AfshinLab / BLR

MIT License
5 stars 0 forks source link

Enable running merging/rerunning previous runs #35

Closed pontushojer closed 4 years ago

pontushojer commented 4 years ago

Fix https://github.com/FrickTobias/BLR/issues/228.

Add option initialize workdir based on files generated in previous run(s). This allows one to use intermediate files for running new parameters or to merge different datasets.

Example 1: Merge BAMs from different runs to increase coverage

We have analysed datasets1 and dataset2 separately using the standard setup but want to merge to increase coverage. Then we can initialize a new run based on these analyses.

$ blr init -w /path/to/dataset1-analysis -w /path/to/dataset2-analysis -l blr dataset1-dataset2-merged
SETTINGS FOR: init (version: 0.1.2.dev58+gbce7b21.d20200723)
 reads1: None
 library_type: blr
 from_workdir: [PosixPath('/path/to/dataset1-analysis'), PosixPath('/path/to/dataset2-analysis')]
 directory: dataset1-dataset2-merged
config - INFO: Changing value of 'library_type': None --> blr.
init - INFO: Directory dataset1-dataset2-merged initialized.
init - INFO: Edit dataset1-dataset2-merged/blr.yaml.
init - INFO: Run 'cd dataset1-dataset2-merged && blr run anew' to start the analysis.

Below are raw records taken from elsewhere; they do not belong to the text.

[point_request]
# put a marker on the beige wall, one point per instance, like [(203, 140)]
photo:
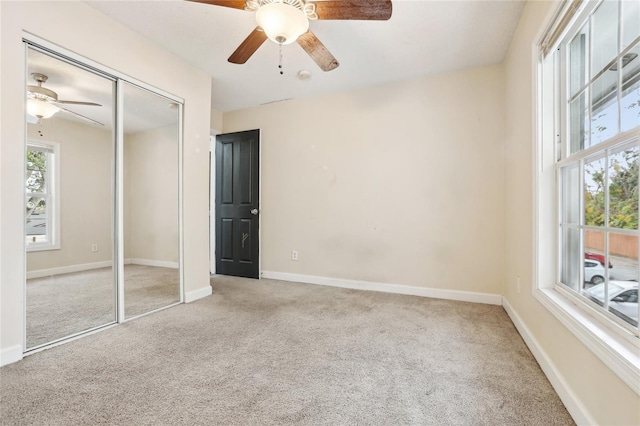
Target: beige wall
[(81, 29), (86, 207), (151, 195), (401, 183), (603, 395)]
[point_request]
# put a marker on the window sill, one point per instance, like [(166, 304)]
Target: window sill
[(619, 352), (44, 247)]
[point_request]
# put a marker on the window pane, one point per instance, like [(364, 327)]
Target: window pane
[(571, 195), (36, 169), (623, 291), (630, 107), (605, 35), (594, 174), (623, 189), (37, 220), (578, 60), (570, 273), (604, 107), (630, 22), (36, 214), (595, 261), (579, 124)]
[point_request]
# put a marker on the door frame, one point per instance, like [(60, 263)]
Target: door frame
[(31, 41), (212, 200)]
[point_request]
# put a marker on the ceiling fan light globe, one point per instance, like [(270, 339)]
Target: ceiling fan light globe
[(281, 22), (41, 109)]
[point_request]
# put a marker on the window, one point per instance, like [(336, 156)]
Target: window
[(587, 183), (41, 196)]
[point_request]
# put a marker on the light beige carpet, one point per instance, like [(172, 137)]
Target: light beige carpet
[(275, 353), (65, 304)]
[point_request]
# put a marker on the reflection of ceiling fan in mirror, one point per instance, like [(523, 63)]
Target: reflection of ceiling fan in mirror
[(44, 103), (286, 21)]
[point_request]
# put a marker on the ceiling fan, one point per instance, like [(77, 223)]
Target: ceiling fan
[(287, 21), (44, 103)]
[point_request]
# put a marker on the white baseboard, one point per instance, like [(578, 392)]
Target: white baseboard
[(151, 262), (10, 355), (575, 407), (436, 293), (68, 269), (193, 295)]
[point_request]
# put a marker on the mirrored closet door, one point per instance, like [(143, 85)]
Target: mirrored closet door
[(69, 200), (102, 198), (151, 163)]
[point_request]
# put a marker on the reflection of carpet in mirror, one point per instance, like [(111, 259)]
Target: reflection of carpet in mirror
[(62, 305)]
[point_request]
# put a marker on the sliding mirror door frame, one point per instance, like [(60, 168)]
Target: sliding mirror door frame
[(122, 86), (34, 42)]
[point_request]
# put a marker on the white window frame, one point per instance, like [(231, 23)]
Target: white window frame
[(52, 197), (615, 344)]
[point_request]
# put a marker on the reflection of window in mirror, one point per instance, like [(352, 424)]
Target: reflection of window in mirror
[(41, 196)]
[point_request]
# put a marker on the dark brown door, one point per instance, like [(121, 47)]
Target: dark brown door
[(237, 209)]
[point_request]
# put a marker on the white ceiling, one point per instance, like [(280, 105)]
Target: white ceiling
[(422, 37), (142, 110)]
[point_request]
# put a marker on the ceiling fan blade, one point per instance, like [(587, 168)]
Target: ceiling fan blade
[(235, 4), (82, 116), (77, 103), (320, 54), (248, 47), (365, 10)]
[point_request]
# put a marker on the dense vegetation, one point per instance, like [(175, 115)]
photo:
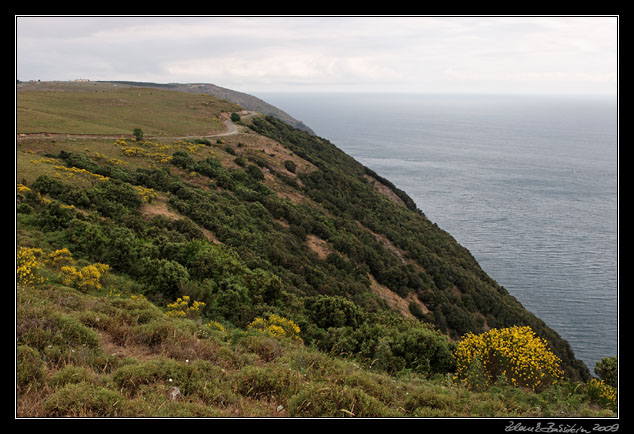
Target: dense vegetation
[(250, 273)]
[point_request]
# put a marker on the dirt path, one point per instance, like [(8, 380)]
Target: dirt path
[(231, 128)]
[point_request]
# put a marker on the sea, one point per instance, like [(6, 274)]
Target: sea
[(527, 183)]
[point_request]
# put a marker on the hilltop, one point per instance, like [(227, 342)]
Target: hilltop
[(252, 265)]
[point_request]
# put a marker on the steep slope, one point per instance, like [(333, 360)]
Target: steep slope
[(270, 220)]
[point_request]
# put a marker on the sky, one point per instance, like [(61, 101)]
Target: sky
[(421, 54)]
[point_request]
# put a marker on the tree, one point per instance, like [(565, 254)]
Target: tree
[(138, 134)]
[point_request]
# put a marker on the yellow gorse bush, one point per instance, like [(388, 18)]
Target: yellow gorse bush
[(276, 326), (89, 277), (60, 257), (182, 308), (515, 354), (28, 266)]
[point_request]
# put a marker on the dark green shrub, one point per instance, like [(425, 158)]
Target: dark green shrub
[(608, 370), (71, 374), (138, 134), (83, 400), (328, 400), (290, 166)]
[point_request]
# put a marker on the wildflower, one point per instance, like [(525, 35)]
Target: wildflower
[(276, 326), (28, 266), (514, 353)]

This creates a directory dataset1-dataset2-merged with the configs blr.yaml as usual but also contains a folder calls inputs were files from the previous analysis are softlinked. These can then be used to setup the analysis folder (after configs have been updated) by running:

$ blr run anew 

This will generate all required files to rerun steps following basic processing (i.e. variant calling, phasing, etc). Specifically it will merge the key files: barcode.clstr, final.molecule_stats.filtered.tsv and final.bam. Once this is finished the merged data is ready for running further analysis.

NB! For the merging to work properly the different runs should have different sample_nr defined from the configs. This tags the barcode with an integer that stops barcodes that overlap between datasets from being considered as the same in downstream analysis.

Example 2: Test different variant caller

We have called variants using freebayes and want to try gatk on datasetA. We initialize a new analysis folder based on the old run.

$ blr init -w /path/to/datasetA-freebayes -l blr datasetA-gatk

Similarly as for the merged runs we setup the require files by running blr run anew. In this case the files from the old run will be used directly to generate the files for the new analysis.

Edit: I updated the implementation with https://github.com/NBISweden/BLR/pull/35/commits/fd4538f5e1b951ca1cced9a52db663dd4b594de8 so that it runs faster (multi-thread enabled) and you don't need to call blr run twice too setup and run. Instead including from_partial will run a separate workflow to setup the run folder before starting the regular command.

Edit2: Renamed trigger for running workflow from "from_partial" to "anew" which is shorter more to the point.